Here it is, then. Barely a year after she directed her first Shakespeare play for the Globe, this ‘Twelfth Night’ marks artistic director Emma Rice’s second and last for the outdoor theatre. Pending her final, indoor season, it may be her last show for the Globe ever.
And it’s a huge huge shame: Rice is famously not a Bardolator, but the collision of her expansive whimsy and Shakespeare’s wild, freeform comedy once again hits home with this joyous cuddle of a production.
Rice would be well within her rights to use this moment to troll the Globe board for ousting over a disagreement on her use of amplified light and sound. But to some extent she’s already done that with the season opener, Daniel Kramer’s cheerily obnoxious ‘Romeo and Juliet’.
Instead her 'Twelfth Night' – which does admittedly use amplified light and sound – is a generous farewell to the Globe’s audience. Lez Brotherson’s set is a big boat entitled SS Unity, awash with glitter, song and smiles.

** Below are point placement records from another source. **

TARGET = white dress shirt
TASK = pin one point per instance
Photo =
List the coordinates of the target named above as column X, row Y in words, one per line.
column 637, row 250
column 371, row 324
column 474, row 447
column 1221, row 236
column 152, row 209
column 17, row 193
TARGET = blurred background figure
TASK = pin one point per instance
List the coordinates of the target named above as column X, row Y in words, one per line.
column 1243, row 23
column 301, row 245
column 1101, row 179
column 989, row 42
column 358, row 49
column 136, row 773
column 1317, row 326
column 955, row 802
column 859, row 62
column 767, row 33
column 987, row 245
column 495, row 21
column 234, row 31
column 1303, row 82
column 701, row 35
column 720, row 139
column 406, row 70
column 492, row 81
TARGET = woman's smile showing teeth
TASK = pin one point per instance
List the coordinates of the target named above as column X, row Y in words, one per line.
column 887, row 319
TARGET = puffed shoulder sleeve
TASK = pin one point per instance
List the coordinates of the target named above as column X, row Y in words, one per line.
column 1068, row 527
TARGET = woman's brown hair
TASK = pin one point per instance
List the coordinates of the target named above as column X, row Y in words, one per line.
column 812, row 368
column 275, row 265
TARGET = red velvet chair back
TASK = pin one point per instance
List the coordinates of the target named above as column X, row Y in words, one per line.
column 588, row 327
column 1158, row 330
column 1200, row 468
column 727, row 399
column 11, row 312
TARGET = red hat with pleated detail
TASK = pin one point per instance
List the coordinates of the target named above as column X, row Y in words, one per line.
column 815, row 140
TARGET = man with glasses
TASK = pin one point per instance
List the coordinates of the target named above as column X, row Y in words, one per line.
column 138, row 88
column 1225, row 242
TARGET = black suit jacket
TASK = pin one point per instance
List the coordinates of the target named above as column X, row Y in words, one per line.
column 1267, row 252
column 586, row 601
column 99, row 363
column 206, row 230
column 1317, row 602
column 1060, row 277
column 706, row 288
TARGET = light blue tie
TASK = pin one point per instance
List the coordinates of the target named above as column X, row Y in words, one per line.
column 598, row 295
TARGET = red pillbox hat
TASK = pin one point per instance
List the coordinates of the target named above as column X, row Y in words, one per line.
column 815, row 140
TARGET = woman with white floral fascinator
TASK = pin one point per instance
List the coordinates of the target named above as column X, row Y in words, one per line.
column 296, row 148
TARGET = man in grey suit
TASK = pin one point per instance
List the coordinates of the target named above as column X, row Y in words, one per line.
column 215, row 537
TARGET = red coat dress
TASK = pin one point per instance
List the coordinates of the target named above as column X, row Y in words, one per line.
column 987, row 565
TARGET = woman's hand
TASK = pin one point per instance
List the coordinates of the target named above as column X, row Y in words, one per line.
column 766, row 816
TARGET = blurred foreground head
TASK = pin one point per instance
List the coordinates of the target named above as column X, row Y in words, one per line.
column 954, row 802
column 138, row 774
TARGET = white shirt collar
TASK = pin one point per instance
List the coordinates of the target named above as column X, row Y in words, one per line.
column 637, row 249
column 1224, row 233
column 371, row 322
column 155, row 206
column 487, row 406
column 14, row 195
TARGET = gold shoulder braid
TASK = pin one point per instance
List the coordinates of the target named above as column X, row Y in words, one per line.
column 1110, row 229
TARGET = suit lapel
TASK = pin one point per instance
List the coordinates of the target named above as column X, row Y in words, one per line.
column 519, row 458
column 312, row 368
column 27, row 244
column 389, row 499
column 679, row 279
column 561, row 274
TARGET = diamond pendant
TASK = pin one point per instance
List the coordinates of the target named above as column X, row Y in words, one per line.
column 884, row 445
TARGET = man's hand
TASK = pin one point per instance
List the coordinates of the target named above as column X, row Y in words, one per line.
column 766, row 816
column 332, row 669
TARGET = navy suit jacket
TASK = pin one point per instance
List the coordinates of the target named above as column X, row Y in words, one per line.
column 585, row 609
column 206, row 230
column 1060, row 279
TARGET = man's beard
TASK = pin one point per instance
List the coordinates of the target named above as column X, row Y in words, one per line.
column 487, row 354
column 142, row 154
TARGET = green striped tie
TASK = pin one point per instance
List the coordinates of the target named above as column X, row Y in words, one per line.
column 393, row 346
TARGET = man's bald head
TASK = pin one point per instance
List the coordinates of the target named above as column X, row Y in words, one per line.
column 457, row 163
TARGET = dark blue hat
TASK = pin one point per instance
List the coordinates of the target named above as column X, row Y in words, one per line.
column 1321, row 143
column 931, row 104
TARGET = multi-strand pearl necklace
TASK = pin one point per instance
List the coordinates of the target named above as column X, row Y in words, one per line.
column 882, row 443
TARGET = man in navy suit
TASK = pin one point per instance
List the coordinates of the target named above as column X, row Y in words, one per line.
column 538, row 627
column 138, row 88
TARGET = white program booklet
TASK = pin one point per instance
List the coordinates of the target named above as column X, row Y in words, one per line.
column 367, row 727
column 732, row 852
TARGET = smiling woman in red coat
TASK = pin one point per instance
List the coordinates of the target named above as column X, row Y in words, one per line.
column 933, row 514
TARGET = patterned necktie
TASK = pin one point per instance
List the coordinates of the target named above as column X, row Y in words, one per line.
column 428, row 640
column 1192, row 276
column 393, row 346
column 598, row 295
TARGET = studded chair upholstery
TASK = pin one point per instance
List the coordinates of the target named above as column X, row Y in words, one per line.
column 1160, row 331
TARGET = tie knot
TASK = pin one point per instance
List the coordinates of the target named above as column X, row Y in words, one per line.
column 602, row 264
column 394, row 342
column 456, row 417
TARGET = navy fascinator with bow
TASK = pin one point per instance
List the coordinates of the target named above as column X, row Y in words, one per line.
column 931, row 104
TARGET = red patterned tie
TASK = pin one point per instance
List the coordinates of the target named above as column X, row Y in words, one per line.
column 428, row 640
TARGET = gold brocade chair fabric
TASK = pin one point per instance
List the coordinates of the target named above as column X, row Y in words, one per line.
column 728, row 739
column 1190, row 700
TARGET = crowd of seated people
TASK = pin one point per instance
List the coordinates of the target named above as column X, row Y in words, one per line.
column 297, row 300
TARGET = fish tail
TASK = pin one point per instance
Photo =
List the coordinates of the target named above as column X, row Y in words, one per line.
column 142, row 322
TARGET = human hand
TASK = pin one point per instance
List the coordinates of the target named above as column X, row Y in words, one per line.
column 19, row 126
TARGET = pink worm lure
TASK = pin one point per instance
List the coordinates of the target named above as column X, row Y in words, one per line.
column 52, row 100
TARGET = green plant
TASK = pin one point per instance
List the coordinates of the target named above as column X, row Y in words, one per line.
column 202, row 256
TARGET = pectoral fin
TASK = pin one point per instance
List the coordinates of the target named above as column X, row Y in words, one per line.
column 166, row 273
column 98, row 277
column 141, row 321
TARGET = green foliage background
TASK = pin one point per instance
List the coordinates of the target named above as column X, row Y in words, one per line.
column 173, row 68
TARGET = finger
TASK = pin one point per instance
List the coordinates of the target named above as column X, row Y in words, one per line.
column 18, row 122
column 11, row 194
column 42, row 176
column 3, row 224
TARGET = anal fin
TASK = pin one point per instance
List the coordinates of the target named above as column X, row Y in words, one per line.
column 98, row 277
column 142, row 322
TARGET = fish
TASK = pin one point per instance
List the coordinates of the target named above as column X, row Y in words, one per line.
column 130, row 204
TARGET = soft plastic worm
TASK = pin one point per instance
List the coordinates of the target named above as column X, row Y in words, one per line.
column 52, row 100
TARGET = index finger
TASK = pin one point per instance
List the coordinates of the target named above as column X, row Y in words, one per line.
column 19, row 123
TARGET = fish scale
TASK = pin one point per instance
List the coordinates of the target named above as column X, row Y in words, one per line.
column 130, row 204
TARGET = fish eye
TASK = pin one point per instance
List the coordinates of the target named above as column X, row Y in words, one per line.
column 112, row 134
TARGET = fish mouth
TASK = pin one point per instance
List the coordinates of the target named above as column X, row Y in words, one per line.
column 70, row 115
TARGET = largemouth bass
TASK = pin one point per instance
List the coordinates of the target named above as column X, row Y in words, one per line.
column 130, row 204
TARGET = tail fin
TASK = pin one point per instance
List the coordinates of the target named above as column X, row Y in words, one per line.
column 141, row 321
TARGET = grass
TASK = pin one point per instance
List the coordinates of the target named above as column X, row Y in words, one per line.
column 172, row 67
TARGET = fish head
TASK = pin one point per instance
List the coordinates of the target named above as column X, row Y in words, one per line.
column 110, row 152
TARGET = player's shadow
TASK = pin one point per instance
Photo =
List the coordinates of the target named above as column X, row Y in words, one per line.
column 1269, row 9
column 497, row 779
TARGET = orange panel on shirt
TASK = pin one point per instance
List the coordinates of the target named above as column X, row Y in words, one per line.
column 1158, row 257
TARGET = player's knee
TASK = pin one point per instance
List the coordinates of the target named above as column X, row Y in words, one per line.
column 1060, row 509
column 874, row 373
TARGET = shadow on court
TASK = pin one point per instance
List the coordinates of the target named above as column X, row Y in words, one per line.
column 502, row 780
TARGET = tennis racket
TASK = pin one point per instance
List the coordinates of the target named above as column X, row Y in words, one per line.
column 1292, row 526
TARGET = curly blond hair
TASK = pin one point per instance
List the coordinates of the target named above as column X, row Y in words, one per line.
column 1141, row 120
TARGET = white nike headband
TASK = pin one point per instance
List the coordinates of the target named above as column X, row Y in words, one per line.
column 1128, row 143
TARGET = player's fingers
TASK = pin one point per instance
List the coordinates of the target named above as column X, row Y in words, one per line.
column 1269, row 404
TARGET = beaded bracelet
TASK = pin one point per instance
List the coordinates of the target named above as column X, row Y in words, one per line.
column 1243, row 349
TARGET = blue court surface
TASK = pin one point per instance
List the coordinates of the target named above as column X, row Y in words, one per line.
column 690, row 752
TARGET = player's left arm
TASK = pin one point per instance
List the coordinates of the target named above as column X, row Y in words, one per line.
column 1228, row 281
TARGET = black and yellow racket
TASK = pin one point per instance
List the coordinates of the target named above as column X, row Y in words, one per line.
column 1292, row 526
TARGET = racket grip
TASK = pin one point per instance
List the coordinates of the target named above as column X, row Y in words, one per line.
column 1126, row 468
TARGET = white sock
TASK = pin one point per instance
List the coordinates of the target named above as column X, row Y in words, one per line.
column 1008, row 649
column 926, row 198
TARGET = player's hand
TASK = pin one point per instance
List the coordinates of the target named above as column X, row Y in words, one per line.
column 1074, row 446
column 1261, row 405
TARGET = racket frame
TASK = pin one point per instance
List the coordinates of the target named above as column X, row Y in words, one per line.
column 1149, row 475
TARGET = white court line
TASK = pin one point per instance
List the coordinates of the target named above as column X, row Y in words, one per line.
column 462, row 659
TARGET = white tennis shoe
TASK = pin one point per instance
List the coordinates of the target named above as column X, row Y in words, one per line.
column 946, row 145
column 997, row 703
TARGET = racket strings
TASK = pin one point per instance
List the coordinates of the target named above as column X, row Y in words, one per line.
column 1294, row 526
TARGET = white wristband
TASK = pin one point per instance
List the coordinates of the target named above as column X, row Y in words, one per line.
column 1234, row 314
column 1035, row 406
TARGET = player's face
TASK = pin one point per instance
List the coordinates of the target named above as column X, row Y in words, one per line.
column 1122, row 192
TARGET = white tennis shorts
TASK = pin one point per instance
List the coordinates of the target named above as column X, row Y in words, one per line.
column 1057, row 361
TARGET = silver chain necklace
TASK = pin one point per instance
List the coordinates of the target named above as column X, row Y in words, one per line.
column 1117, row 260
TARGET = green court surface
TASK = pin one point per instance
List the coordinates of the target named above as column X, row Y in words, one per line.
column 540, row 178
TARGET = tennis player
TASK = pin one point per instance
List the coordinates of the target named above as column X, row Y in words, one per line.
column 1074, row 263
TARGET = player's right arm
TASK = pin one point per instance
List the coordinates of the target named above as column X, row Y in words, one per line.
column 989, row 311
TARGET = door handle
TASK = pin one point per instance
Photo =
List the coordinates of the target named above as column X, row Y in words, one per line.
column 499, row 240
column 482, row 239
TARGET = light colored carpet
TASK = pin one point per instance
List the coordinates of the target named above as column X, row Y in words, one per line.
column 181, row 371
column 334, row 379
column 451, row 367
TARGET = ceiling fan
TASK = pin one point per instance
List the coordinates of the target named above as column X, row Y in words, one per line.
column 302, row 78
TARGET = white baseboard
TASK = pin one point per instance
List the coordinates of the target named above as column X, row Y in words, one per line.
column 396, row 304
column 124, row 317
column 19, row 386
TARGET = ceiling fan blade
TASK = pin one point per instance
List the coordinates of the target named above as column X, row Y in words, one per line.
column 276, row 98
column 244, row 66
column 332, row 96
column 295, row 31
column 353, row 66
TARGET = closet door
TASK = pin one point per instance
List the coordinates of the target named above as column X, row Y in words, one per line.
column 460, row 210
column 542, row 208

Carl Grose and Ian Ross’s psychedelic song arrangements are lovely, cabaret star Le Gateau Chocolat is transcendentally fabulous as a sequin encrusted Feste, and Rice regular Katy Owen effortlessly steals every scene as a vey small, very fastidious, very Welsh Malvolio, whose eventual humiliation by his mistress Olivia is unexpectedly poignant. It’s not an evening for many tears, though. ‘Twelfth Night’ is usually quite a ‘serious’ comedy, but Rice’s take on the story of the crossdressing-related adventures and subsequent reunion of twins Viola (Anita Joy-Uwajeh) and Sebastian (John Pfumojena) following separation in a shipwreck is dispatched with a big, dreamy grin that never leaves the happy resolution in doubt.
It's not quite as brilliant as Rice's '…Dream’ of last year. The repurposing of much of the verse as songs is fun and keeps things moving briskly, but it feels like we lose a bit of character depth as a result (it's about 15 minutes before anybody actually talks). And it unavoidably takes a fairly similar approach to the NT’s just-finished ‘Twelfth Night’, and feels a little outclassed by that show’s superb light relief characters – Toby Belch, Sir Andrew Aguecheek – by comparison.
It's still a hoot, a joyous sort-of sign-off that was hopefully great fun for Rice to make. There are two run throughs of 'We Are Family’, just to ram the message of togetherness home, and in a week that has been more than trying for the national morale, this show is the hug we all need.